Please check that other hardware installed on your server (such as network adapter, RAID controller, etc.) is supported by the Linux distribution that you use.
Software requirements
The Vxi VoiceXML browser runs on most modern Linux Operating Systems (Debian, CentOS, Ubuntu, Redhat, Mandrake, Suse, Fedora, etc). However, it may be difficult for a novice system administrator to install and configure the operating system to meet all of the requirements and provide the best performance. Installing all the software could also prove to be a time-consuming task. We provide a seamless way to perform a complete server installation from scratch, in less than 15 minutes.

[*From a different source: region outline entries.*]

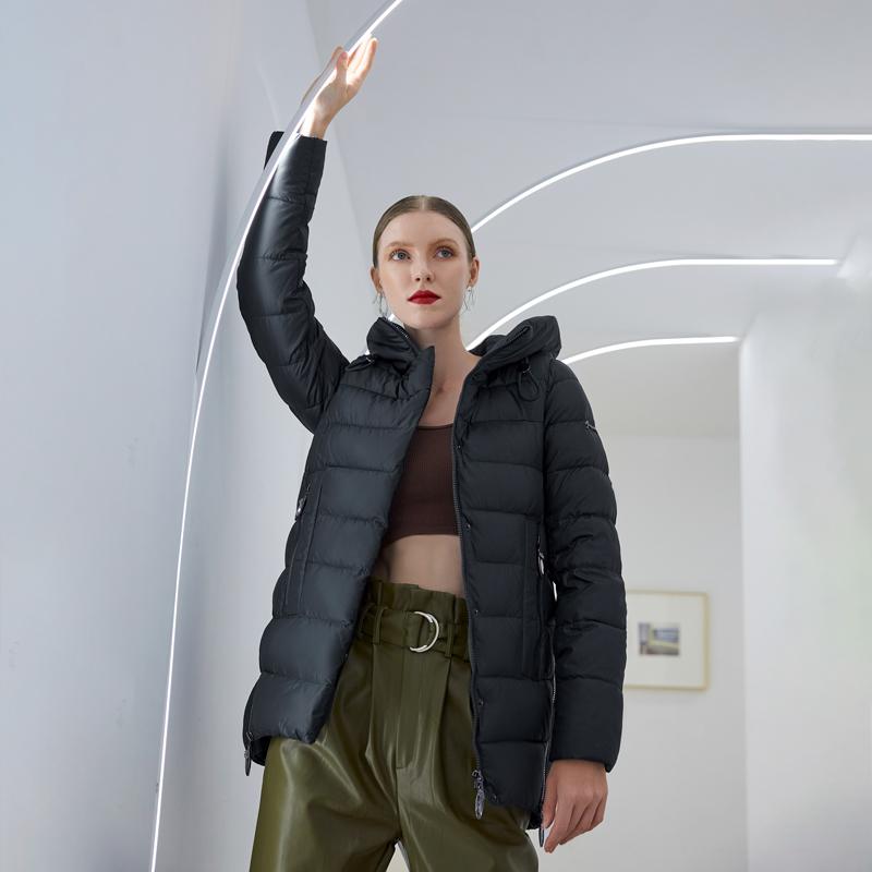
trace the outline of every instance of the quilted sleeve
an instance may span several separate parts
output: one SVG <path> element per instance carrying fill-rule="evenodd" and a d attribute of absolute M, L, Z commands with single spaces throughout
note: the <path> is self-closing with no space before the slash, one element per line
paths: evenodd
<path fill-rule="evenodd" d="M 282 131 L 269 138 L 266 162 Z M 314 433 L 348 359 L 315 317 L 303 279 L 308 222 L 327 141 L 298 135 L 281 158 L 252 221 L 237 269 L 239 307 L 279 396 Z"/>
<path fill-rule="evenodd" d="M 557 588 L 550 760 L 618 758 L 627 598 L 608 461 L 588 397 L 553 360 L 545 404 L 546 569 Z"/>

The installation uses tar.gz packages and bash scripts.
Vxi binaries packages are available the following Linux Master distributions:
- Debian 6, 7 - http://www.debian.org
- CentOS 5, 6 -http://www.centos.org
The last VXI V12 release add an FreePBX module and Elastix modules. They allow to control the VoiceXML configuration and administration from the Web Interface.
Other compliant Linux distributions:
Distribution | Package | Website |
---|---|---|
Ubuntu | Debian | http://www.ubuntu.com |
Redhat | CentOS | http://www.redhat.com |
Fedora | CentOS | http://fedoraproject.org |
Suse | Debian | http://www.opensuse.org |
Mandrake | CentOS | http://www.mandriva.com |
FreePBX | CentOS | http://www.freepbx.com |
Elastix | CentOS | http://www.elastix.com |
AsteriskNow | CentOS | http://www.asterisk.com |
Raspbian | Debian/ARM | http://www.raspbx.com |
i6net uses Debian and Centos distributions to generate all packages provided. Most packages built are specifically configured by default for this Linux OS.
There are two available versions of our packages:
- “32bit i686” package, compiled with GCC 4.x
- “64bit i686” package, compiled with GCC 4.x
Disable the SELinux. It can lock the library loading.
You can use '/usr/sbin/setenforce 0' before launching the Vxi VoiceXML browser.
Vxi on a Virtual Environnement
You can install and run Vxi on a virtual machine for any production, development and testing system.
Vxi has been successfully tested over:
- VMware
- Amazon EC2
- Proxmox
Vxi requires a significant amount of system resources and virtualization can reduce system performance when running in a virtual environment. We recommend to run voice recognition and text-to-speech on a separate server because they are very CPU-intensive and require real-time system resources and RAM, along with any audio or media requirements of a caller session, such as dialog prompts or playing of pre-recorded audio file.
Depending on the virtual environment management, there can be issues with using cloned images, virtual network stacks, installation issues, and licensing problems.